In this city 50 miles northwest of Baghdad, Sunni residents' hostility has prevented a unit of Kurdish troops from leaving its base.

The 700-strong Kurdish Iraqi army battalion, originally from the northern city of Sulaimaniyah, deployed to Balad recently to bolster a single Shi'ite battalion mustered from local residents.

Last year, no fewer than three U.S. battalions patrolled the Balad area, but this year that number has dropped to two as U.S. forces turn over responsibility for many cities to Iraqi forces.

Firefights, mortar attacks and roadside bombings attributed to a combination of Sunni insurgents and disaffected locals continued unabated in and around Balad in the wake of the transfer of control, leading to the reassignment of the Kurdish battalion from the relative security of Iraqi Kurdistan.

The large Sunni minority living around Balad has protested the Kurdish unit's presence, said U.S. Army Lt. Col. David Coffey, a member of an ad hoc military transition team that is helping train the Kurdish battalion.

He said the residents have resisted the presence of the Kurdish battalion with such force that commanders are afraid to let the soldiers leave their base, which is adjacent to a U.S. compound outside the city.

Col. Coffey said the battalion is composed mostly of former Kurdish peshmerga militia, fearsome guerrilla fighters who, after decades of rebellion, defeated Saddam Hussein's Sunni-led Iraqi army in the early 1990s, evicting it from northern Iraq.

The peshmerga, now essentially the army of the Kurdistan Regional Government, remains fully active in northern Iraq alongside Kurdish Iraqi army units manned by former peshmerga.

The peshmerga's role mirrors the situation in southern Iraq, where radical Shi'ite cleric Muqtada al-Sadr's Mahdi Army operates alongside Shi'ite Iraqi army units.

After the bombing of a Shi'ite shrine in Samarra last month, Sheik al-Sadr mobilized his Mahdi Army militia to defend Shi'ite religious sites, saying that government forces were ineffective.

Of Iraq's three major factions, only the Sunnis lack an unofficial army, unless one counts insurgents -- although Sunni officers serve in Iraqi army units manned mostly by Shi'ites.

Soldiers in many units, however, acknowledge their allegiance to Sheik al-Sadr or to powerful Shi'ite Ayatollah Ali al-Husseini al-Sistani.

Iraqi army Gen.
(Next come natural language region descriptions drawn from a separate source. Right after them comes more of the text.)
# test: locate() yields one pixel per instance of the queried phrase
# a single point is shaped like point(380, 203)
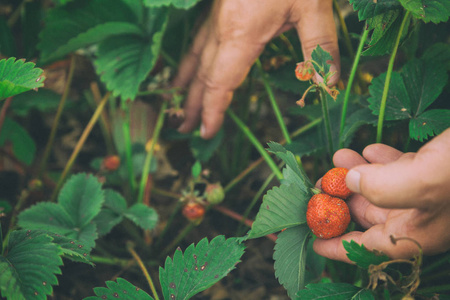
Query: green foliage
point(23, 145)
point(290, 258)
point(27, 270)
point(334, 291)
point(199, 267)
point(121, 289)
point(184, 4)
point(79, 202)
point(412, 91)
point(368, 8)
point(361, 256)
point(82, 23)
point(17, 76)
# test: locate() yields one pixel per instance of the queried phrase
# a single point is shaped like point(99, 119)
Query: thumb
point(405, 183)
point(315, 27)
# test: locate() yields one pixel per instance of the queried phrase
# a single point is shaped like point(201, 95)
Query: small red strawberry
point(333, 183)
point(304, 71)
point(193, 211)
point(111, 162)
point(327, 216)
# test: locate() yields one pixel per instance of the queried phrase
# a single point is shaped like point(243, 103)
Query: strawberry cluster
point(327, 214)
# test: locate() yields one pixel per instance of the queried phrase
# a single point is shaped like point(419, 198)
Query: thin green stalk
point(388, 79)
point(128, 150)
point(149, 156)
point(257, 144)
point(347, 41)
point(326, 118)
point(144, 270)
point(350, 83)
point(274, 104)
point(79, 145)
point(59, 112)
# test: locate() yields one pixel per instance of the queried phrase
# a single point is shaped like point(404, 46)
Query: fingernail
point(202, 130)
point(352, 180)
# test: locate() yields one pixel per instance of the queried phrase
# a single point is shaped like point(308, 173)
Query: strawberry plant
point(99, 196)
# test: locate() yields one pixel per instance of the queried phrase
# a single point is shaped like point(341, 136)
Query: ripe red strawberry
point(327, 216)
point(304, 71)
point(193, 211)
point(333, 183)
point(111, 162)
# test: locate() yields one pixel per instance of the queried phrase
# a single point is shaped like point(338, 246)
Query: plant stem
point(149, 156)
point(347, 41)
point(256, 163)
point(79, 145)
point(326, 118)
point(388, 79)
point(128, 150)
point(3, 111)
point(273, 102)
point(144, 270)
point(350, 83)
point(59, 111)
point(257, 144)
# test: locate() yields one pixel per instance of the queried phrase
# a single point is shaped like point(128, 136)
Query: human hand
point(403, 195)
point(230, 41)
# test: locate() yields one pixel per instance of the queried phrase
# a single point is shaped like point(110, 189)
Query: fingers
point(316, 26)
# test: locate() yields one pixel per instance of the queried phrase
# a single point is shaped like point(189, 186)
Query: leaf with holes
point(124, 61)
point(411, 92)
point(23, 145)
point(79, 202)
point(185, 4)
point(28, 269)
point(290, 258)
point(199, 267)
point(369, 8)
point(142, 215)
point(82, 23)
point(361, 256)
point(18, 76)
point(334, 291)
point(121, 289)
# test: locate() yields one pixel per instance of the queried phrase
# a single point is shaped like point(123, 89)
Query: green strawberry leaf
point(436, 11)
point(23, 145)
point(184, 4)
point(199, 267)
point(142, 215)
point(79, 202)
point(361, 256)
point(290, 256)
point(412, 91)
point(17, 76)
point(82, 23)
point(369, 8)
point(334, 291)
point(282, 207)
point(121, 289)
point(124, 61)
point(430, 123)
point(28, 269)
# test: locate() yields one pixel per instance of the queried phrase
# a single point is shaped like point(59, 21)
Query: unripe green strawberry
point(214, 193)
point(327, 216)
point(333, 183)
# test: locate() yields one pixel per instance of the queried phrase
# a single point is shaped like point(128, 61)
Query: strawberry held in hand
point(327, 216)
point(333, 183)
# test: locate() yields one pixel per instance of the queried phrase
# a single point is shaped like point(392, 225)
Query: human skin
point(229, 42)
point(397, 194)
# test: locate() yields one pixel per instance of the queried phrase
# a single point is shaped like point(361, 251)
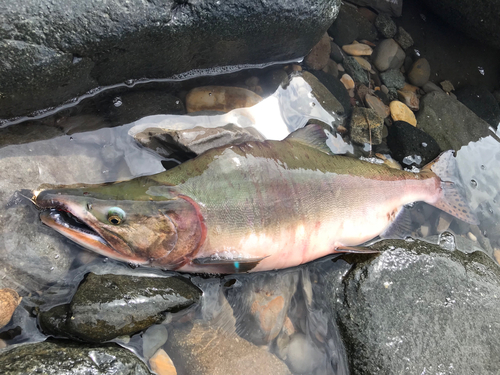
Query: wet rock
point(475, 18)
point(377, 105)
point(388, 55)
point(260, 305)
point(403, 38)
point(364, 63)
point(430, 87)
point(204, 350)
point(447, 86)
point(303, 356)
point(411, 146)
point(125, 305)
point(385, 25)
point(351, 25)
point(420, 72)
point(355, 70)
point(319, 55)
point(366, 126)
point(401, 112)
point(393, 78)
point(65, 357)
point(393, 7)
point(161, 364)
point(449, 122)
point(9, 300)
point(347, 81)
point(331, 68)
point(220, 98)
point(482, 102)
point(336, 53)
point(409, 98)
point(357, 49)
point(61, 54)
point(338, 90)
point(415, 293)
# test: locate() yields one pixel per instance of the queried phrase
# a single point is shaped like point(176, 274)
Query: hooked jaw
point(72, 220)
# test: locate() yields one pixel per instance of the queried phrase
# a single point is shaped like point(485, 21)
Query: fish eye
point(116, 215)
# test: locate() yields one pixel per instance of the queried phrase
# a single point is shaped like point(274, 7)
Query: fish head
point(163, 230)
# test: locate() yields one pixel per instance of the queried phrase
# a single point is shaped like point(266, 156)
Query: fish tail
point(452, 198)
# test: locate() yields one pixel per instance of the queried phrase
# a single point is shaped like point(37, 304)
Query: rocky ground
point(418, 307)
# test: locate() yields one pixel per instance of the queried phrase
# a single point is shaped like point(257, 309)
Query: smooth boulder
point(54, 51)
point(418, 308)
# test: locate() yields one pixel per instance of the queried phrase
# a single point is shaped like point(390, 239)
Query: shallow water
point(90, 142)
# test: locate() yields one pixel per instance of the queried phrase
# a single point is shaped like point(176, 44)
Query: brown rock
point(331, 68)
point(319, 55)
point(207, 351)
point(161, 364)
point(401, 112)
point(377, 105)
point(409, 98)
point(347, 81)
point(419, 72)
point(220, 98)
point(357, 49)
point(366, 126)
point(364, 63)
point(9, 300)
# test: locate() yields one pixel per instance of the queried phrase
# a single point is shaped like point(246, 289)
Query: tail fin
point(452, 198)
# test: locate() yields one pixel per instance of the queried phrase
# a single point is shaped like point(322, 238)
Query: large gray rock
point(417, 308)
point(64, 357)
point(449, 122)
point(124, 304)
point(477, 18)
point(53, 51)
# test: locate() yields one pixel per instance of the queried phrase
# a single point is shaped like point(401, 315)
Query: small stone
point(319, 55)
point(472, 237)
point(347, 81)
point(444, 222)
point(385, 25)
point(425, 230)
point(447, 86)
point(420, 72)
point(409, 98)
point(388, 55)
point(331, 68)
point(355, 70)
point(161, 364)
point(377, 105)
point(430, 87)
point(403, 38)
point(357, 49)
point(220, 98)
point(336, 53)
point(393, 78)
point(9, 300)
point(401, 112)
point(364, 63)
point(366, 126)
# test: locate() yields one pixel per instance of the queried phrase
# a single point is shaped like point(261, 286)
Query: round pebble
point(401, 112)
point(9, 300)
point(357, 49)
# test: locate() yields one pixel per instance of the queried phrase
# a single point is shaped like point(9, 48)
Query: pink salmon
point(250, 207)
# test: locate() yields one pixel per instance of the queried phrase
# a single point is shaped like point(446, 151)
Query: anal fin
point(355, 250)
point(228, 266)
point(400, 228)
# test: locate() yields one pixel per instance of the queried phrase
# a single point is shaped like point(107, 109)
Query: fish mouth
point(73, 222)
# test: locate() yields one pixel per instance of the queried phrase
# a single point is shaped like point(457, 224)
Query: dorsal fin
point(311, 135)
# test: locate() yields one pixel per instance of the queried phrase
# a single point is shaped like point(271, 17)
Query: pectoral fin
point(227, 266)
point(355, 250)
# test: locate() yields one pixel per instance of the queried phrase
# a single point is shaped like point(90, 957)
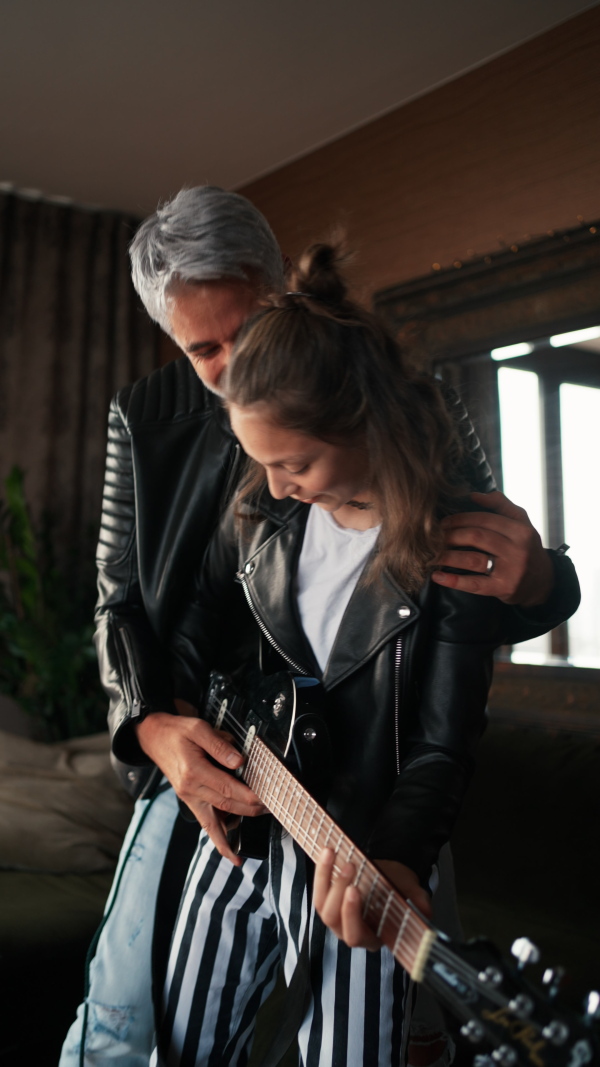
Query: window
point(549, 401)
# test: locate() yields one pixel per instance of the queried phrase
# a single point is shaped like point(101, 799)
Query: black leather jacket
point(171, 465)
point(407, 681)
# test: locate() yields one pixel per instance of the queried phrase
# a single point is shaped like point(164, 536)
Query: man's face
point(206, 318)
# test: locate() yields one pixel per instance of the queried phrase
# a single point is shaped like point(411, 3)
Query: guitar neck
point(408, 936)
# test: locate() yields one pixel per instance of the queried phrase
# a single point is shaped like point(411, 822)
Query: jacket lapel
point(376, 614)
point(269, 573)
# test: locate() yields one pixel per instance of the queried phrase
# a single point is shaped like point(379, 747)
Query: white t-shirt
point(330, 564)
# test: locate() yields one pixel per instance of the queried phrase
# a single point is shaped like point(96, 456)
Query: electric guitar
point(496, 1005)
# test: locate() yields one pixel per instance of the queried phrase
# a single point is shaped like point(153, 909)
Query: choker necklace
point(361, 505)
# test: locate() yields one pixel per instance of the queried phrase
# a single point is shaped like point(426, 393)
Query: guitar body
point(287, 716)
point(279, 727)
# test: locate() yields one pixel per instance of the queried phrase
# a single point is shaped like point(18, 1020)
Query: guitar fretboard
point(395, 922)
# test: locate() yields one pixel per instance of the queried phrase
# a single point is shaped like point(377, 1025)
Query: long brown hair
point(328, 368)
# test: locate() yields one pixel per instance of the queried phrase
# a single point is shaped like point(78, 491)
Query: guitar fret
point(369, 894)
point(384, 913)
point(360, 871)
point(319, 828)
point(400, 932)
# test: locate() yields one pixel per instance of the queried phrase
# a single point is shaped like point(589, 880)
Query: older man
point(201, 265)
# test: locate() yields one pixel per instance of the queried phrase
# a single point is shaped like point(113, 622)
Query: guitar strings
point(262, 759)
point(379, 895)
point(397, 910)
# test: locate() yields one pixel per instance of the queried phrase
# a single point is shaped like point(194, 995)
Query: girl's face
point(306, 468)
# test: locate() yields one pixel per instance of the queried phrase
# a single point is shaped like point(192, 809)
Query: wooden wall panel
point(506, 152)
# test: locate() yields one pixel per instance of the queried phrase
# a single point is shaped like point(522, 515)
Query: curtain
point(72, 333)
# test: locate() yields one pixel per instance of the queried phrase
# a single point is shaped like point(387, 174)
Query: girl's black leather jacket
point(172, 462)
point(407, 681)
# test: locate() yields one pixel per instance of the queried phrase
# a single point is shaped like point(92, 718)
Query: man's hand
point(182, 747)
point(341, 906)
point(520, 571)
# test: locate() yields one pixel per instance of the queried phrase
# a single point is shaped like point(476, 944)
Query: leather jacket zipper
point(397, 668)
point(232, 474)
point(137, 702)
point(300, 670)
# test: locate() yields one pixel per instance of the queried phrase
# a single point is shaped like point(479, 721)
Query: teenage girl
point(353, 461)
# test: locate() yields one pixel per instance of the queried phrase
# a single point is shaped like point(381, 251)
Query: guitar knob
point(552, 977)
point(591, 1005)
point(556, 1032)
point(491, 976)
point(472, 1031)
point(525, 952)
point(504, 1055)
point(521, 1006)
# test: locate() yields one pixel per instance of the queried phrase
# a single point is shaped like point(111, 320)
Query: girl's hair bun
point(319, 275)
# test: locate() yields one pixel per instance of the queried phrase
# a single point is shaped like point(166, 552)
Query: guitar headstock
point(525, 1026)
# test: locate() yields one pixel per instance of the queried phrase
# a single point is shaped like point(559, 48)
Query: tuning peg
point(525, 952)
point(473, 1031)
point(552, 978)
point(521, 1006)
point(556, 1032)
point(504, 1055)
point(591, 1005)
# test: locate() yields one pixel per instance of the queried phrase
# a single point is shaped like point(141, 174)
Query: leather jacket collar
point(376, 614)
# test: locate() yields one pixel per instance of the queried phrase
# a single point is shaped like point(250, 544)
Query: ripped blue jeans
point(117, 1014)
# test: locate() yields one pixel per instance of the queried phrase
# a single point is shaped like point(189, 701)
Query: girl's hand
point(341, 906)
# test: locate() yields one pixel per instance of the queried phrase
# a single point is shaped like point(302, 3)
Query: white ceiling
point(120, 102)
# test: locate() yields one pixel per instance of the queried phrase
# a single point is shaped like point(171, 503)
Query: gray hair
point(203, 234)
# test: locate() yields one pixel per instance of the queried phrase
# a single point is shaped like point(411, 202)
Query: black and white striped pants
point(236, 928)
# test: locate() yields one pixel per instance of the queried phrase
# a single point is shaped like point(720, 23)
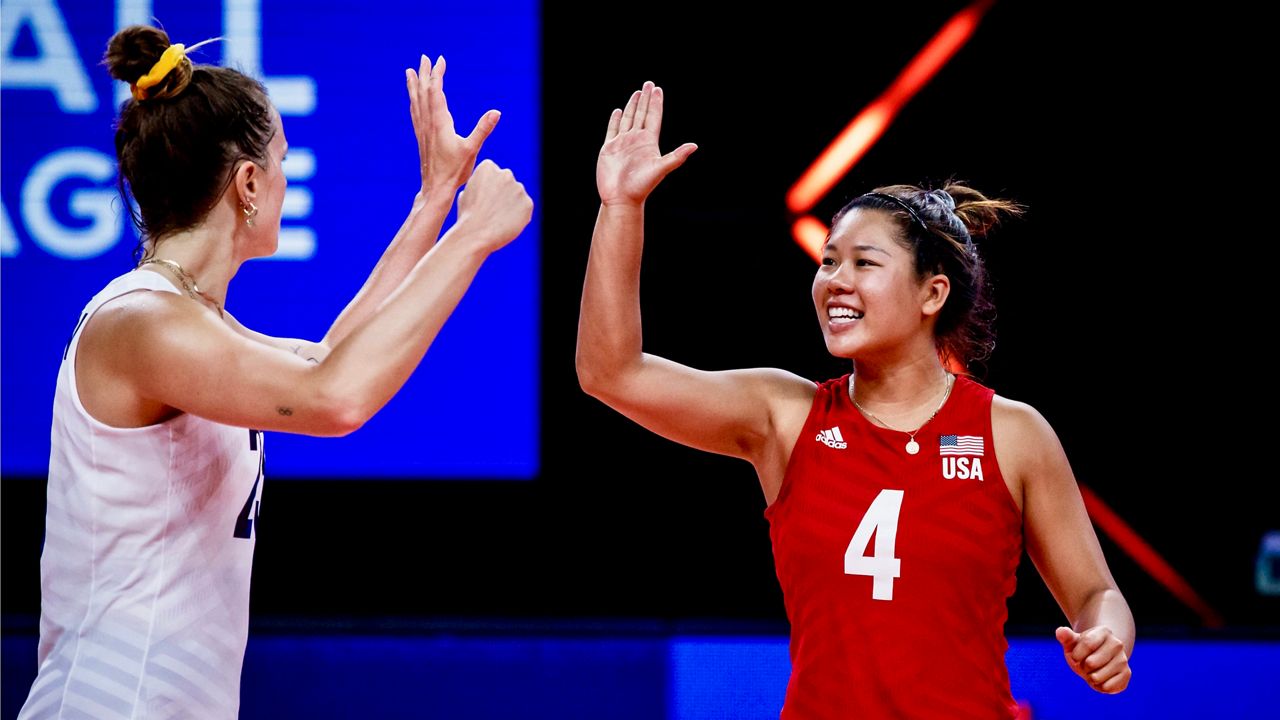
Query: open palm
point(630, 164)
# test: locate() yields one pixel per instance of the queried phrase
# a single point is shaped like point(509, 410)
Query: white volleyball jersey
point(145, 573)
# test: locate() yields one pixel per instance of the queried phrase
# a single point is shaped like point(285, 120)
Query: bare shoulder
point(1016, 418)
point(789, 393)
point(1025, 443)
point(140, 327)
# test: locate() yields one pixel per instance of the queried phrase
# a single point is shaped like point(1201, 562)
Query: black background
point(1130, 304)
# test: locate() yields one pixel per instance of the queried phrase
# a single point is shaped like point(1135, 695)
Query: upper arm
point(734, 413)
point(1060, 537)
point(304, 349)
point(178, 354)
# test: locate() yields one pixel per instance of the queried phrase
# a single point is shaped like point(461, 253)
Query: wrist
point(622, 204)
point(435, 196)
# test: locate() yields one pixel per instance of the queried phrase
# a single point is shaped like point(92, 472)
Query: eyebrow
point(865, 247)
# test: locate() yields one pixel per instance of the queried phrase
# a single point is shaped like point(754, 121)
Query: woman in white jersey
point(155, 472)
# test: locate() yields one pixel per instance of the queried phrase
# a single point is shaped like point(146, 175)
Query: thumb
point(677, 156)
point(484, 126)
point(1068, 637)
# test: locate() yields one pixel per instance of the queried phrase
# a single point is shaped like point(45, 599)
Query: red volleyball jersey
point(896, 568)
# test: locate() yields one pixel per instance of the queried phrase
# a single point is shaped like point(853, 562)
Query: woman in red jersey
point(900, 495)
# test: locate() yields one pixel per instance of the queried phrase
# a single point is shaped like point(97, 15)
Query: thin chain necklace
point(912, 446)
point(188, 282)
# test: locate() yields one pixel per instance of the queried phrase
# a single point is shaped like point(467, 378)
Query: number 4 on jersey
point(881, 519)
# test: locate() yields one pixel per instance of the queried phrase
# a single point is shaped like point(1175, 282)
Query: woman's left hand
point(447, 159)
point(1098, 656)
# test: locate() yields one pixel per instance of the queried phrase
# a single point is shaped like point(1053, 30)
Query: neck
point(900, 388)
point(205, 254)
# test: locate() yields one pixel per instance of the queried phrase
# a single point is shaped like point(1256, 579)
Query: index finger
point(654, 119)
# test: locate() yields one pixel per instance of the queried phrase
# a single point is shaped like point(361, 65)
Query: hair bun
point(132, 51)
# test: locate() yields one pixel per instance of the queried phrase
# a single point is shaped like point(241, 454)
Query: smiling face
point(869, 297)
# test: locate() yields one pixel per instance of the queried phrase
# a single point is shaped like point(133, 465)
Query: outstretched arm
point(176, 352)
point(731, 413)
point(447, 160)
point(1061, 542)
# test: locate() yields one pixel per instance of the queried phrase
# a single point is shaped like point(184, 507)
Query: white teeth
point(842, 313)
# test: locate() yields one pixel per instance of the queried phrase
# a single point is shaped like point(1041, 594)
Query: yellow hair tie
point(164, 65)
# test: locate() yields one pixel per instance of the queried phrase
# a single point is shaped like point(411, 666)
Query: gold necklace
point(912, 446)
point(188, 282)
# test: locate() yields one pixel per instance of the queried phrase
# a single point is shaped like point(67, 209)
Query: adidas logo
point(832, 438)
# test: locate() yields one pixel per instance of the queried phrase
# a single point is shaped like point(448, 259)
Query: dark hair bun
point(133, 50)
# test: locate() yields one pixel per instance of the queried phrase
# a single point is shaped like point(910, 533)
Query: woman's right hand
point(630, 164)
point(494, 208)
point(447, 159)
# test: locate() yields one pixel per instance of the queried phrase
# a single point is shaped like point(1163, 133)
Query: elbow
point(342, 414)
point(344, 422)
point(592, 376)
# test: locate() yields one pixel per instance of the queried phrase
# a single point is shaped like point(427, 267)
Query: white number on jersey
point(881, 518)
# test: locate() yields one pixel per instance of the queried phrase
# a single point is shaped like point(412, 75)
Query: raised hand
point(630, 164)
point(494, 208)
point(447, 159)
point(1098, 656)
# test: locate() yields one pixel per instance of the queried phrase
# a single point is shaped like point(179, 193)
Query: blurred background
point(497, 543)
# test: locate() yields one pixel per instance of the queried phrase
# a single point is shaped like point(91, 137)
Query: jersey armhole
point(73, 356)
point(809, 422)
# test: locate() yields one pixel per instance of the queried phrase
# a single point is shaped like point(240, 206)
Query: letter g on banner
point(105, 224)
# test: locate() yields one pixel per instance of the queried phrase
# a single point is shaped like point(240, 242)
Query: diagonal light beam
point(871, 123)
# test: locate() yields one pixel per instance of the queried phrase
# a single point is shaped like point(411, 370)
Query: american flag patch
point(960, 445)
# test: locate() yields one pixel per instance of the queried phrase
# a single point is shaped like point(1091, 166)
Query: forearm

Anwar Dolani, commander of forces around Sulaimaniyah, said last year his sole allegiance was to Iraqi President Jalal Talabani, a Kurd.

Stephen Biddle from the Council on Foreign Relations, writing in Foreign Affairs magazine, said training Iraqi security forces makes civil war more likely and potentially bloodier, by effectively equipping Shi'ites and Kurds for war while the Sunnis remain on the sidelines.

"Iraq's Sunnis perceive the 'national' army and police force as a Shi'ite-Kurdish militia on steroids. ... To them, the defense forces look like agents of a hostile occupation."